Everything’s seeping to the surface now: the slow or hidden violence of late capitalism, the concealed cruelties of immigration removal centres, the secret acts of racist police, all made inescapably visible by way of the scrying glass of social media. You can be an accidental connoisseur of snuff movies simply by scrolling through Twitter with a breakfast cup of tea. A young woman shot by her ex-boyfriend in a university hall of residence, the video of her final seconds played on a loop on a British newspaper website. A black man looking at his phone in a parking lot dragged from his car and beaten by three white police officers in what looks like riot gear, blow after blow after blow.

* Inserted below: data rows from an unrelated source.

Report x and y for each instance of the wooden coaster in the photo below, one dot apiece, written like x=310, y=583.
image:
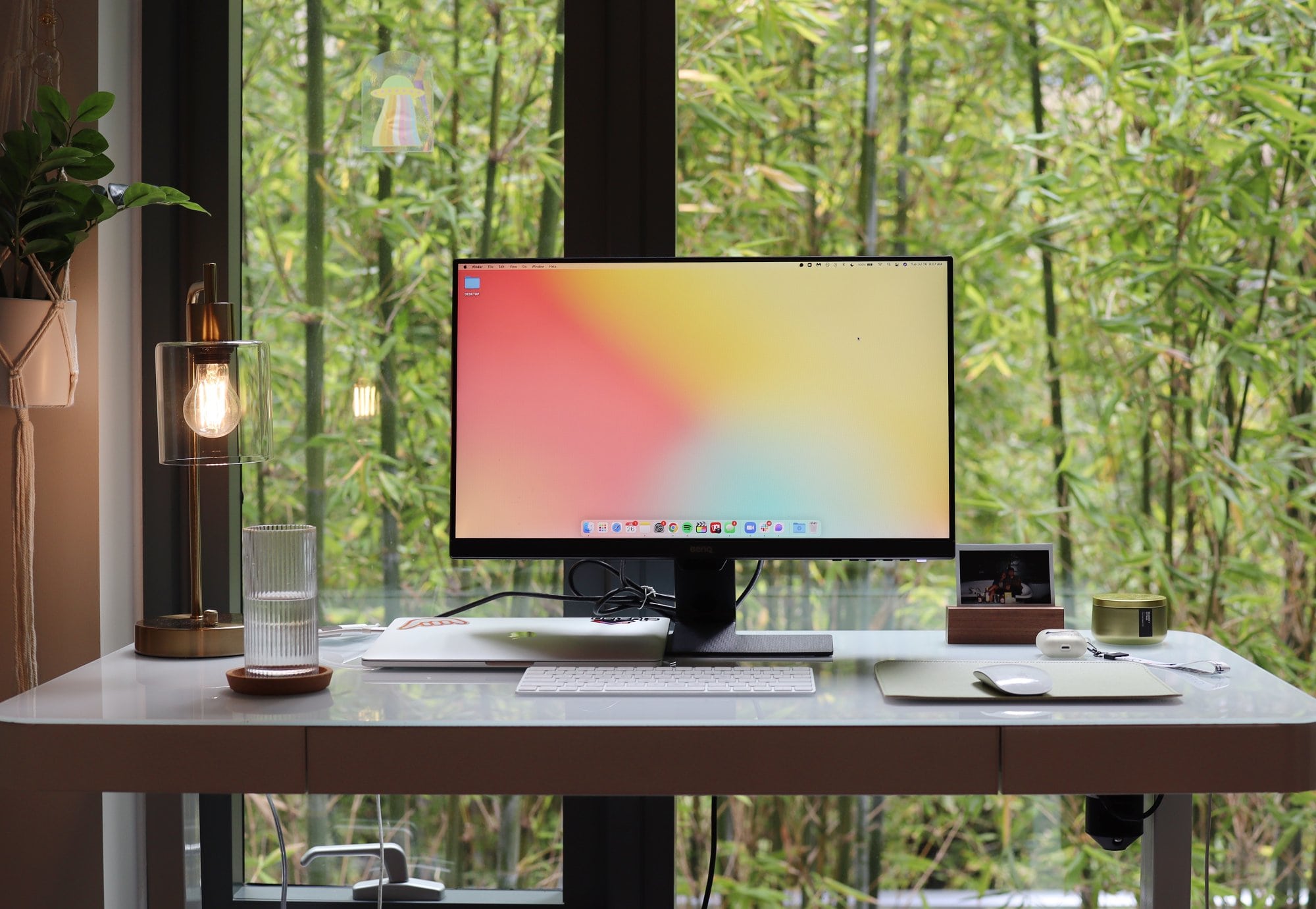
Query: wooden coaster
x=244, y=684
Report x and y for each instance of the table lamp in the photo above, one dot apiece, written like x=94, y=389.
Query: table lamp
x=213, y=402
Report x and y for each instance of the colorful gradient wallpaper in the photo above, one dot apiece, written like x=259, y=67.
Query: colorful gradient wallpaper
x=742, y=390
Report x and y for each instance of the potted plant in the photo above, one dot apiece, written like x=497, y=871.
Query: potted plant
x=49, y=203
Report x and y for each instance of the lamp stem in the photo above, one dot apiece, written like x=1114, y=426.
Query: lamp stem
x=194, y=532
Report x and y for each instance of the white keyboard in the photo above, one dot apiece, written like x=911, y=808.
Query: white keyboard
x=753, y=680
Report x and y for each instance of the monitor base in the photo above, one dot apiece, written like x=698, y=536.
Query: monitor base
x=713, y=640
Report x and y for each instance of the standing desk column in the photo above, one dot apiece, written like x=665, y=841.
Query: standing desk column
x=1168, y=854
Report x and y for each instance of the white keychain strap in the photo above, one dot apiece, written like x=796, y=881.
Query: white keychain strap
x=1213, y=667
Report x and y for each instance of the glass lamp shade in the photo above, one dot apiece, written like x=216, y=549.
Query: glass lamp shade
x=213, y=402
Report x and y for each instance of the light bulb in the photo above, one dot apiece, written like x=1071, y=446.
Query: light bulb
x=365, y=400
x=211, y=406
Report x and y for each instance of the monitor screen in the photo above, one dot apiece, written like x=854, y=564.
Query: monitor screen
x=743, y=407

‘I think it would be indecent these days for writers to talk of anything else but violence,’ the French novelist Édouard Louis said in an interview about his new novel, History of Violence, a fictionalised account of his rape and attempted murder by a stranger he met on the street. But actually grappling with this material often carries the charge of indecency, as if bringing a horror into view is perversely worse than the act it records. I’m thinking in particular of the Cuban-American artist Ana Mendieta, who in 1973 recreated the recent rape and murder of a woman student at the University of Iowa as a tableau performance in her apartment.

By deploying her own half-naked body, blood dripping from her thighs, she made herself both perpetrator and victim, creating a shock-zone of resistance as well as mourning. A few months later, she poured a bucket of cow blood and animal viscera she got from a butcher onto the sidewalk outside her house, hiding in an unlocked car and filming the reactions of passers-by. No one did a thing. The blood stayed there, seeping from her door, until a caretaker came out and scraped the mess into a cardboard box.

If these works were about making visible a scene of horror, the work that followed was far more concerned with how violence ebbs away. For the Silueta series, Mendieta cut female silhouettes into the earth, pressed them into grass, traced them with flowers or burned them with fire. They look like traces of some unspeakable disaster, but at the same time they register a longing for connection, of dissolving or being subsumed into nature.

I find looking at these works weirdly comforting, as if the violence they attest to has been absorbed by an order of time that dwarfs any human act, no matter how vicious. And yet each time I see the seeping red shape of a woman’s body carved into snow I am reminded of a scene from Eichmann in Jerusalem by Hannah Arendt, another woman who wasn’t afraid to look at indecency and record what she saw.

Eichmann’s trial testimony was marked by a constant refrain of looking away. He hadn’t seen. He had turned his face from the naked corpses in ditches. He had refused to look through a hole in one of the mobile gas vans that were the precursor to the gas chambers, though he had not been able to tune out the screaming from the people trapped inside. It was all too horrible, he kept saying. What he had seen, and what therefore must stand in for the many things he’d chosen to ignore, was a burial ditch that had been filled with soil. The bodies were no longer visible, but the blood, he said, was shooting out of the earth like a fountain. He didn’t want to look, but the blood kept spurting all the same.